Sipsmith went astray chasing the flavoured gin craze, its master distiller has said.
Speaking as the brand launched Origin 1639 – a gin paying tribute to a 17th century recipe that birthed the modern London dry style – Jared Brown said he had been pressured into making less traditional gins during the period when “flavours ruled the shelves”.
“I was pressed into making [Sipsmith] Zesty Orange, Lemon Drizzle and Strawberry Smash,” he said. “But after work, I was still always reaching for the London dry.”
Focusing too heavily on flavoured gin meant Sipsmith had been “pulled away from our true north”, Brown said.
“I see this [launch] as an opportunity to correct that,” he added.
It came with sales of Sipsmith having plummeted 36.3% on volumes down 42.8% [NIQ 52 w/e 21 April 2024], ahead of declines in the wider gin category, which has slid 8.3% on volumes down 12.1% [NIQ 52 w/e 10 August 2024].
Asked what Sipsmith and its competitors needed to do to breathe life back into gin, Brown said: “Personally, I don’t consider it to be a negative that suddenly pink unicorn gin has fallen off the shelves. So many of these other products were mislabelling themselves as gin, and that’s where we see the bulk of the shrinkage in the category today.”
Gin sales “would look far worse” if London dry were excluded, Brown insisted.
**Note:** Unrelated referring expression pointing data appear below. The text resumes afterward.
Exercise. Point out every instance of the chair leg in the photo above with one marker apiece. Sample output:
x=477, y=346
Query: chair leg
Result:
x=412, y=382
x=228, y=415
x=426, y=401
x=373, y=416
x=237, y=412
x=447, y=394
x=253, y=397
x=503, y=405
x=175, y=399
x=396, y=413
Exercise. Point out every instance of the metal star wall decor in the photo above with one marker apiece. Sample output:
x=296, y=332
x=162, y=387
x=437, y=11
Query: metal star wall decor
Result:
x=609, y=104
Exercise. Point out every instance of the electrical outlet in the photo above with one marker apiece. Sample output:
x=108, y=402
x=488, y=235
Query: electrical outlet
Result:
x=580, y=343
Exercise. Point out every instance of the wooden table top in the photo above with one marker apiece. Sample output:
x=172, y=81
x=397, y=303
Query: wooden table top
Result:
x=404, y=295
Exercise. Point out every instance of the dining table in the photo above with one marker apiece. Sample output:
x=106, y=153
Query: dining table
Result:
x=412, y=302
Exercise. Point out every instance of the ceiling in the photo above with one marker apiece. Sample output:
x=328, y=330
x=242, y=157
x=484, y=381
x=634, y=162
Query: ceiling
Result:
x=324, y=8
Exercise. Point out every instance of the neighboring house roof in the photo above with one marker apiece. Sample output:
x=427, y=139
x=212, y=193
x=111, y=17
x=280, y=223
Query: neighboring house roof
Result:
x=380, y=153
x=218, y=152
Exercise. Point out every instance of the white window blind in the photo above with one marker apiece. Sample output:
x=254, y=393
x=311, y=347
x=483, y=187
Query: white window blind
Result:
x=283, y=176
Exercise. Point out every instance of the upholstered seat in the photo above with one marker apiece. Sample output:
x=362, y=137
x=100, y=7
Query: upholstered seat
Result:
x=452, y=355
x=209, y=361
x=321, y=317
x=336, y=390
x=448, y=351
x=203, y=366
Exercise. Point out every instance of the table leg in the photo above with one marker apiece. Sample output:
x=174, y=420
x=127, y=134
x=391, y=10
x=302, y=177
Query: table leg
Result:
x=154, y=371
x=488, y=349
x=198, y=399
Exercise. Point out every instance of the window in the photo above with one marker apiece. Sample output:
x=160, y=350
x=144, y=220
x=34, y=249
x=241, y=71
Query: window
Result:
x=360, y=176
Classic gins were “not getting hit anywhere near as badly” as flavoured variants, he added.
To return to growth, gin needed to re-premiumise by tapping into its rich history, as Sipsmith was seeking to do with its latest launch, Brown said.
Origin 1639 – which has landed in Waitrose, Harvey Nichols, John Lewis and Majestic (rsp: £38/70cl) – would bring “a lot of authority back to the gin category, but also to Sipsmith”, Brown predicted.
The NPD was “a step up in quality and in craftsmanship” and a “definitively classic, modern gin” that was recognisable as the “parent” of London dry, he added.